In an effort to protect Newark residents from being priced out of existing housing as the city enjoys a surge in development, the City of Newark announced the creation of an Equitable Growth Advisory Commission, an idea first formally introduced by Rutgers Law School Professor David Troutt, based on research conducted by the Rutgers Center on Law, Inequality & Metropolitan Equity (CLiME).
The commission, which was announced at a news conference at Newark City Hall on December 6, will begin next year and will be made up of representatives from non-profit organizations, businesses, and higher education to advise the city on issues including land use and housing law.
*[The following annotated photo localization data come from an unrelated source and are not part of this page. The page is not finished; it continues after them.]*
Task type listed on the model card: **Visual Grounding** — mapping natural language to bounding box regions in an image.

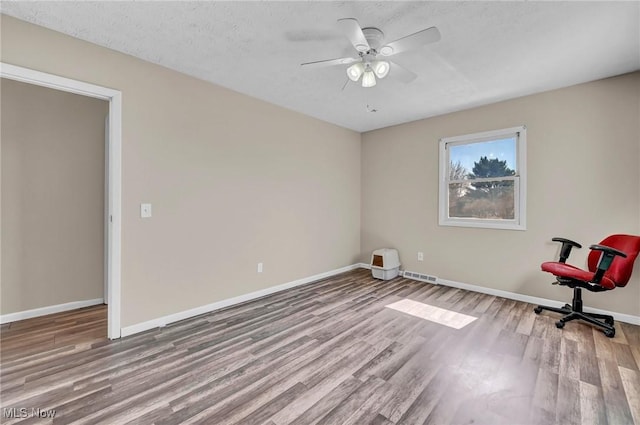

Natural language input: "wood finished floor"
[0,305,107,362]
[1,269,640,425]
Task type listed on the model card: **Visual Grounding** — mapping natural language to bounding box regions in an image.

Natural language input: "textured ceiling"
[2,1,639,132]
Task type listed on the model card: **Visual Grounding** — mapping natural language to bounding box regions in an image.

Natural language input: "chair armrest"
[551,237,582,263]
[589,244,627,284]
[552,237,582,248]
[589,244,627,259]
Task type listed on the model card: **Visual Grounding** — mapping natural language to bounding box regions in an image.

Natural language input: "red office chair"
[534,234,640,338]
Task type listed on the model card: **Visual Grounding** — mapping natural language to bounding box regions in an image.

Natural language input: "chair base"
[533,287,616,338]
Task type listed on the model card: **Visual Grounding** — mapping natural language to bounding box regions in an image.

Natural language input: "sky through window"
[449,137,516,174]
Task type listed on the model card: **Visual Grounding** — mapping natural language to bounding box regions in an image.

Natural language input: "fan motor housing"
[362,27,384,51]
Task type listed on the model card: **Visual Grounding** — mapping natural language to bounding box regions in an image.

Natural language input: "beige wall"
[362,72,640,316]
[1,78,108,314]
[0,15,362,327]
[2,14,637,326]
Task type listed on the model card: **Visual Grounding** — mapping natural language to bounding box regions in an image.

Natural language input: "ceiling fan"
[301,18,441,88]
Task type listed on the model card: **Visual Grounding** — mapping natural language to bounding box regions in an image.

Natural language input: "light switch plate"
[141,203,152,218]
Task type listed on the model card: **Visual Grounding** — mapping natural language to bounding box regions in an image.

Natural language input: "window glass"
[439,127,526,230]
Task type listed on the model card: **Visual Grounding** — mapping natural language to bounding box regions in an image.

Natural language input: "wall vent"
[403,271,438,284]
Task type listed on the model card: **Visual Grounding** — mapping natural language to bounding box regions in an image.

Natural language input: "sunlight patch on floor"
[385,299,477,329]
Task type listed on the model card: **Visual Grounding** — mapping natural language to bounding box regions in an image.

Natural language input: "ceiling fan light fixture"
[362,70,377,87]
[380,45,394,56]
[347,62,365,81]
[372,60,390,79]
[302,18,440,90]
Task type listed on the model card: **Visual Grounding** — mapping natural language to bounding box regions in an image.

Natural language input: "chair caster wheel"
[604,329,615,338]
[534,307,542,314]
[555,321,565,329]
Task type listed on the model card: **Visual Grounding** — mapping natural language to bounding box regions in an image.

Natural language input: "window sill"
[439,219,526,231]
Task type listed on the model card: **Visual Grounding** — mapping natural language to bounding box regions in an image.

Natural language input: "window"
[439,126,526,230]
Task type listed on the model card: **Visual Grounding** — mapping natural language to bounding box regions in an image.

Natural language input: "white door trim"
[1,62,123,339]
[104,116,110,305]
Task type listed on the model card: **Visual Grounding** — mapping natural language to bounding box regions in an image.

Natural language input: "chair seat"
[541,261,616,290]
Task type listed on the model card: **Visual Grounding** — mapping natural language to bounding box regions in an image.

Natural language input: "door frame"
[1,62,122,339]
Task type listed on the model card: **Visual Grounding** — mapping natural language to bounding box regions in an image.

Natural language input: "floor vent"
[403,271,438,284]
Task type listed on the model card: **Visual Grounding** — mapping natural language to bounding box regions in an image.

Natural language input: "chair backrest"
[587,234,640,287]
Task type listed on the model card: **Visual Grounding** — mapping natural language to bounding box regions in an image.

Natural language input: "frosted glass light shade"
[379,46,394,56]
[373,61,390,79]
[346,63,365,81]
[362,70,377,87]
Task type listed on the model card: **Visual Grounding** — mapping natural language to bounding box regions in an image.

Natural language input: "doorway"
[0,63,122,339]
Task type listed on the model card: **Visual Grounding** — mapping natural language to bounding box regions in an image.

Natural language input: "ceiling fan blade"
[300,57,359,68]
[390,61,417,83]
[380,26,441,56]
[337,18,370,52]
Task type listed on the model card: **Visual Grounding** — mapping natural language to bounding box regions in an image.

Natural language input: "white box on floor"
[370,248,400,280]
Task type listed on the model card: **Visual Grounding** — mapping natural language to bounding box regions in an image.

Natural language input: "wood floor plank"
[378,344,443,423]
[523,335,544,363]
[530,367,559,423]
[559,338,581,380]
[576,323,603,387]
[614,322,630,346]
[556,376,581,425]
[451,363,540,425]
[314,376,387,425]
[613,342,640,371]
[515,304,537,335]
[395,366,450,425]
[540,326,562,374]
[579,381,608,425]
[353,338,424,383]
[619,366,640,425]
[598,357,635,425]
[339,380,394,425]
[633,346,640,371]
[594,329,618,360]
[284,377,362,425]
[421,372,465,425]
[621,322,640,347]
[214,382,306,425]
[368,413,394,425]
[1,268,639,425]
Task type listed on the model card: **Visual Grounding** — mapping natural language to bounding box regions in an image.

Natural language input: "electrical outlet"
[418,252,424,261]
[257,262,263,273]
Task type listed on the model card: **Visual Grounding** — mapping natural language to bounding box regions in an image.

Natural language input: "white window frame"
[438,125,527,231]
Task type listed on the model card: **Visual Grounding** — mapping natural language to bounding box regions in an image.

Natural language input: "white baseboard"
[434,277,640,326]
[358,264,640,325]
[120,263,362,338]
[122,261,640,338]
[0,298,104,324]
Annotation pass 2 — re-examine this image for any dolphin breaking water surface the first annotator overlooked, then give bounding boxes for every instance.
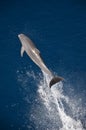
[18,34,64,87]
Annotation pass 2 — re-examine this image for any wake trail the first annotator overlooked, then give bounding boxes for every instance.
[17,69,85,130]
[38,72,84,130]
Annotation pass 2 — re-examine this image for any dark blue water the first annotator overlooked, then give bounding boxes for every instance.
[0,0,86,129]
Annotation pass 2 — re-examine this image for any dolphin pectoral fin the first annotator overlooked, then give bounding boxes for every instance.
[49,76,64,88]
[21,46,25,57]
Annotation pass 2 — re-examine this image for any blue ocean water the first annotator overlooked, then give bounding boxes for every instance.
[0,0,86,129]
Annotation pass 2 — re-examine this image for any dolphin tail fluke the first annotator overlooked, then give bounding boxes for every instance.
[49,76,64,88]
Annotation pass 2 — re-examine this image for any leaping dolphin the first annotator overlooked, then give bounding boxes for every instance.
[18,34,64,88]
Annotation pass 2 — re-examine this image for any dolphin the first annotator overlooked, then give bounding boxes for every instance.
[18,34,64,88]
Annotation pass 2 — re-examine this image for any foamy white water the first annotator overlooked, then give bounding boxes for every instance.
[37,72,84,130]
[17,69,86,130]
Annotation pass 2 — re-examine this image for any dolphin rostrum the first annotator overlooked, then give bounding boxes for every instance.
[18,34,64,88]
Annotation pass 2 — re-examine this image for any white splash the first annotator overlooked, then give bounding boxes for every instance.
[37,72,84,130]
[17,70,85,130]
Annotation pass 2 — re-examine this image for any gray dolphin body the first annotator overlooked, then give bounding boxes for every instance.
[18,34,63,88]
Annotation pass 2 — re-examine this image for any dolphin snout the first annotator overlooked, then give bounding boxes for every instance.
[18,34,24,39]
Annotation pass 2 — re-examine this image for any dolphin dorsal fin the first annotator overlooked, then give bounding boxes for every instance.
[21,46,25,57]
[34,48,40,54]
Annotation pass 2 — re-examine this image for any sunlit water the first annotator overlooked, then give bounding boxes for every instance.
[17,69,86,130]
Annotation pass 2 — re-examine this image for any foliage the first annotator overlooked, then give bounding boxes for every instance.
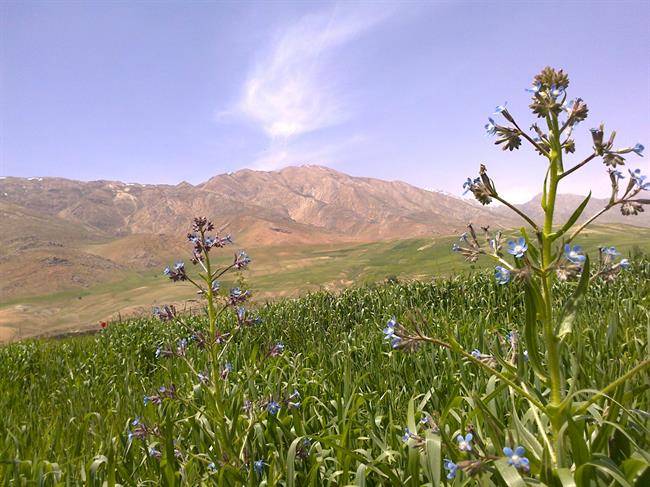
[391,66,649,485]
[1,262,649,485]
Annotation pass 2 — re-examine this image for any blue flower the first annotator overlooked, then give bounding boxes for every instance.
[198,371,209,383]
[471,349,481,358]
[235,250,251,269]
[207,462,217,472]
[267,401,281,415]
[507,237,528,258]
[503,446,530,471]
[131,417,141,427]
[629,169,650,190]
[236,307,246,321]
[224,362,233,372]
[525,82,542,94]
[383,319,402,348]
[564,244,586,264]
[253,460,266,476]
[611,170,625,180]
[384,318,400,345]
[602,246,620,257]
[494,266,511,285]
[444,459,458,479]
[155,347,162,359]
[452,243,461,252]
[632,143,644,156]
[289,389,300,400]
[456,433,473,451]
[211,280,220,292]
[485,118,497,136]
[494,102,508,114]
[148,447,161,459]
[619,258,631,269]
[163,266,171,276]
[143,395,151,406]
[402,427,411,442]
[383,317,397,337]
[550,84,565,98]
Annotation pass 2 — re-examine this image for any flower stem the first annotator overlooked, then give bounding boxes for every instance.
[542,114,563,408]
[202,230,218,337]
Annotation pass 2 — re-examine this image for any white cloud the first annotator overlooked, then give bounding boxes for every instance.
[234,5,392,140]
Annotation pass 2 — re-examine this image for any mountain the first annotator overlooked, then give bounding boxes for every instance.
[0,166,513,246]
[1,165,649,341]
[497,193,650,228]
[1,165,648,303]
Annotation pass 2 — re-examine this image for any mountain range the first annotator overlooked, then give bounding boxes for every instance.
[1,164,648,303]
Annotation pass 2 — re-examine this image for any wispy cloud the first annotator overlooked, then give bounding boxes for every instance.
[236,5,390,141]
[218,4,392,170]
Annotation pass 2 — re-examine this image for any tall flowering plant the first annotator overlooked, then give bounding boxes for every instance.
[132,218,296,482]
[388,68,649,484]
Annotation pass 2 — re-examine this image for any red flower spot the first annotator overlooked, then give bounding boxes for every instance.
[100,321,108,329]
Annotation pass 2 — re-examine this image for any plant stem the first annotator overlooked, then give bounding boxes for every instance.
[542,114,563,408]
[492,194,540,231]
[558,153,596,180]
[202,231,218,337]
[566,204,614,244]
[421,335,546,409]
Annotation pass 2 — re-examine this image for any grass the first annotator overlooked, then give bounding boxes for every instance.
[2,223,650,340]
[1,258,648,485]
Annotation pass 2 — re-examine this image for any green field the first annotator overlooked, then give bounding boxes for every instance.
[1,253,649,484]
[2,223,649,341]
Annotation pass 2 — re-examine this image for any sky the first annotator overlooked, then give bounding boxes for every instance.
[1,0,649,202]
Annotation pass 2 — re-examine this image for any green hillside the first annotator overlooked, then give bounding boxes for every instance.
[1,261,648,484]
[1,224,649,340]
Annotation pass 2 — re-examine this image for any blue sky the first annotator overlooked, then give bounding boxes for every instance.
[1,0,648,202]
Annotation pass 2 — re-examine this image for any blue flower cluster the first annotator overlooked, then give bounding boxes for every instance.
[383,317,401,348]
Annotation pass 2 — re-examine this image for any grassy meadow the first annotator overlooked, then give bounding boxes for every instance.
[1,223,649,341]
[1,257,648,485]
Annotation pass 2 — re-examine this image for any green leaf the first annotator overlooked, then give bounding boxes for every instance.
[552,191,591,240]
[423,431,441,487]
[494,459,526,487]
[286,436,302,487]
[523,283,547,380]
[557,255,590,340]
[576,457,633,487]
[565,415,590,467]
[89,455,107,477]
[355,463,367,487]
[406,397,420,487]
[606,310,620,348]
[621,457,649,484]
[556,467,576,486]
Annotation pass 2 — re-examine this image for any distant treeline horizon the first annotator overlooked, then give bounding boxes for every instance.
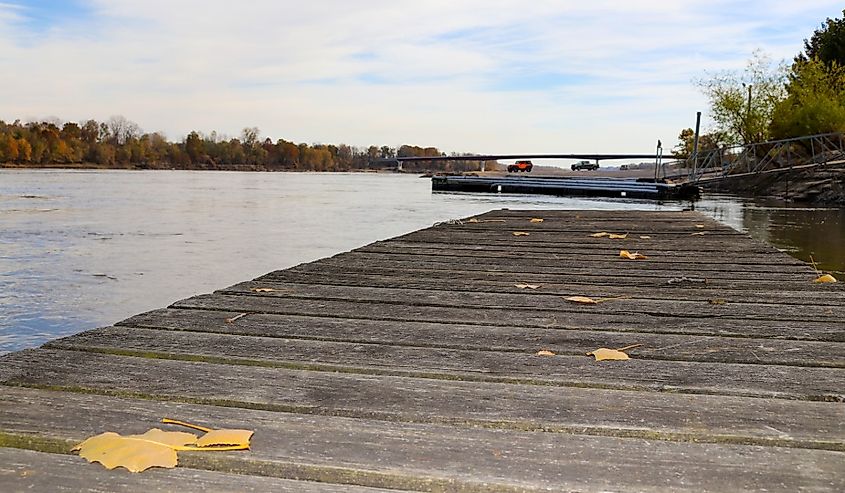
[0,117,489,172]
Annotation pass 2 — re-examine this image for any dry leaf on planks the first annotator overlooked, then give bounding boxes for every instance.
[73,418,253,473]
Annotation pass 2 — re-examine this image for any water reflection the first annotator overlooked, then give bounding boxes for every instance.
[693,195,844,274]
[1,170,843,354]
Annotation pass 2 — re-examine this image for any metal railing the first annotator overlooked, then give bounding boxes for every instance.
[685,132,845,184]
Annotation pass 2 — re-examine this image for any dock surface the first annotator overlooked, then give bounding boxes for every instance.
[1,209,844,492]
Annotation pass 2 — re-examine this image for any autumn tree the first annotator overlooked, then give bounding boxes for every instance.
[697,51,787,144]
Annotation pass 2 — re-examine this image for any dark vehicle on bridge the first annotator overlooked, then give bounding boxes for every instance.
[507,160,533,173]
[571,160,599,171]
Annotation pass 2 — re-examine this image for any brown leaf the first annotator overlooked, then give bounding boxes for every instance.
[529,218,544,223]
[708,298,727,305]
[608,233,628,239]
[536,349,556,356]
[565,295,599,304]
[619,250,647,260]
[512,231,530,236]
[813,274,838,283]
[586,348,630,361]
[590,232,610,237]
[515,283,541,289]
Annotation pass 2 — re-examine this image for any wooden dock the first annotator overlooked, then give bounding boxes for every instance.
[1,209,843,492]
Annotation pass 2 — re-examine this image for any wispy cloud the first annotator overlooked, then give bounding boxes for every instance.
[0,1,842,153]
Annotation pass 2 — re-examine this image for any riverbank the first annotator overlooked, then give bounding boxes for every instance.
[704,163,845,204]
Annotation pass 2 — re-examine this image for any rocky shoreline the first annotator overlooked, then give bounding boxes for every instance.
[703,164,845,204]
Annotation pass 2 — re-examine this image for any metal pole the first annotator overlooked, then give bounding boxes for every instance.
[692,112,701,180]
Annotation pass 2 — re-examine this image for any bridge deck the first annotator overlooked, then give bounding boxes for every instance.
[1,210,844,492]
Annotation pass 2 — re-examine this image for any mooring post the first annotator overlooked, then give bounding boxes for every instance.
[692,112,701,180]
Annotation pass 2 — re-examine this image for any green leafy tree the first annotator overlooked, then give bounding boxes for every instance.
[770,58,845,138]
[798,9,845,67]
[697,50,787,144]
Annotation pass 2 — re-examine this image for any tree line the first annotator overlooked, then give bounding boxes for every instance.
[672,9,845,155]
[0,116,486,172]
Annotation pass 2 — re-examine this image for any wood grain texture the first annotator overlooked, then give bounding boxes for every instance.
[1,209,843,491]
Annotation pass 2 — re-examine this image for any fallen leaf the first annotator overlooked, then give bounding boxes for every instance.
[708,298,727,305]
[690,232,706,236]
[619,250,647,260]
[225,313,247,323]
[565,295,631,304]
[73,429,197,473]
[813,274,838,283]
[512,231,530,236]
[250,287,276,293]
[515,283,541,289]
[74,419,255,473]
[565,295,599,304]
[608,233,628,239]
[196,429,254,448]
[590,232,610,237]
[467,218,480,223]
[695,224,706,228]
[586,348,630,361]
[639,235,652,239]
[536,349,556,356]
[529,218,544,223]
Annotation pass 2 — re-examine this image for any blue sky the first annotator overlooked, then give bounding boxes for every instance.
[1,1,843,155]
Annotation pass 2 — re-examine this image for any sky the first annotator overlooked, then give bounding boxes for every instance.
[1,1,843,156]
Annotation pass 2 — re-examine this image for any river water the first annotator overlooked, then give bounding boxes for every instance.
[1,170,843,354]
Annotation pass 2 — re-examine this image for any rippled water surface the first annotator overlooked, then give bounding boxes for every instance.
[1,170,842,353]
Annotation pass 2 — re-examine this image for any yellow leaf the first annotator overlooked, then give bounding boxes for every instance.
[529,218,544,223]
[536,349,556,356]
[73,429,197,473]
[813,274,838,283]
[512,231,530,236]
[590,232,610,237]
[695,224,706,228]
[708,298,727,305]
[639,235,651,239]
[515,283,541,289]
[565,295,599,304]
[608,233,628,239]
[586,348,630,361]
[690,232,706,236]
[619,250,647,260]
[195,429,254,448]
[250,287,276,293]
[467,218,479,223]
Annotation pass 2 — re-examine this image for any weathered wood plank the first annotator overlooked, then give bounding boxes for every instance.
[395,231,777,251]
[0,448,397,493]
[117,309,845,366]
[256,264,845,296]
[171,294,845,341]
[218,281,840,323]
[357,241,810,266]
[329,250,811,274]
[3,387,843,493]
[2,349,844,435]
[310,252,815,281]
[252,271,845,306]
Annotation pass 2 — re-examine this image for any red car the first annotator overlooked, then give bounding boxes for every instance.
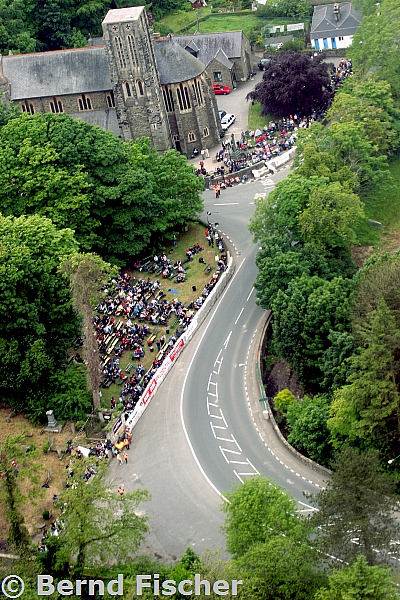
[213,84,231,95]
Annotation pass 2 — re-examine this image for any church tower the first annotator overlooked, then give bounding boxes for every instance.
[102,7,171,151]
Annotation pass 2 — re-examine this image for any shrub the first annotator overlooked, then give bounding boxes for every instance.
[274,388,295,413]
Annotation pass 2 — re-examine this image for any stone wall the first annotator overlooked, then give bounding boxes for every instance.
[206,57,233,88]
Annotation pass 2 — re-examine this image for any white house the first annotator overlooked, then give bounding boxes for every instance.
[310,2,362,51]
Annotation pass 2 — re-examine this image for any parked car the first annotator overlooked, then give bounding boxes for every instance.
[258,58,270,70]
[213,84,231,95]
[220,113,236,131]
[219,110,227,121]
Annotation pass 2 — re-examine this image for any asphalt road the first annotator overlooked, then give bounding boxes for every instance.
[108,172,328,563]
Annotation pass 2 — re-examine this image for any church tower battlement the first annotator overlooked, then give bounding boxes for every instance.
[102,7,171,151]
Troutt was one of the speakers at the news conference where the commission was announced. "My hope is we will build an institution for the City of Newark to follow, and other cities, that works as an effective steward for people who are typically the last to be thought of when redevelopment projects are redeveloped," said Troutt. "I'm quite hopeful."
Troutt and CLiME conducted an eight-month study on housing in the City of Newark and analyzed how to best balance growth and development in the city with its housing needs. Based on data, Rutgers researchers provided recommendations on how to spread the benefits of economic growth to all wards and neighborhoods in Newark. The group’s goals focused on encouraging equitable development, reducing displacement risk for residents, increasing the capacity of existing agencies, improving upon existing initiatives, and becoming more child-centered.
The report’s findings were shared with the mayor and his executive staff in October 2017. The research project coincided with a meeting between Newark Mayor Ras Baraka and Rutgers University-Newark Chancellor Nancy Cantor, where Baraka sought faculty input on urban development in the city.
During his remarks, the mayor thanked Rutgers Newark for being “an undeniable partner with us in the city.” Troutt added that Chancellor Cantor was a strong supporter of the research and work conducted by Rutgers.
The city’s ordinance spelling out the formation of the commission said that Newark “faces a longstanding crisis of affordability in housing and research has shown that growing cities with affordability crises tend to displace the most vulnerable residents” and “the city is committed to an overall policy of equitable growth to ensure that the benefits of new development extend to all Newark residents of limited economic means.”
Baraka said the city had a chance to embrace the opportunities brought about by new development – including road improvements, restaurants, and housing – without “trampling on working-class people” by putting a comprehensive plan into place to protect the city’s most vulnerable residents. Besides the commission, the mayor said the city has an “inclusionary zoning ordinance” that requires any new housing that is over 30 units to make a percentage of those units affordable, in addition to other measures.
"This puts in place formal vehicles that will monitor the city's redevelopment efforts. (The Commission) is a cross-section of community stakeholders, who, collectively have community knowledge and expertise of vulnerable populations and can see the probable effects of initiatives and projects," said Troutt. "The commission has the capacity to talk to city officials to get more information on projects, to convene experts to talk about projects, offer feedback and better advise the mayor and administration."
Applications for people who want to serve on the new commission will be accepted at City Hall and city officials said they hope to have the new panel in place by the end of January.
“It’s a historic moment for Newark,” Troutt said. “Our primary recommendation was that the city receive help from a cross-sector of stakeholders. . . to convene a group of people who love and understand Newark and who appreciate the challenges of the city.”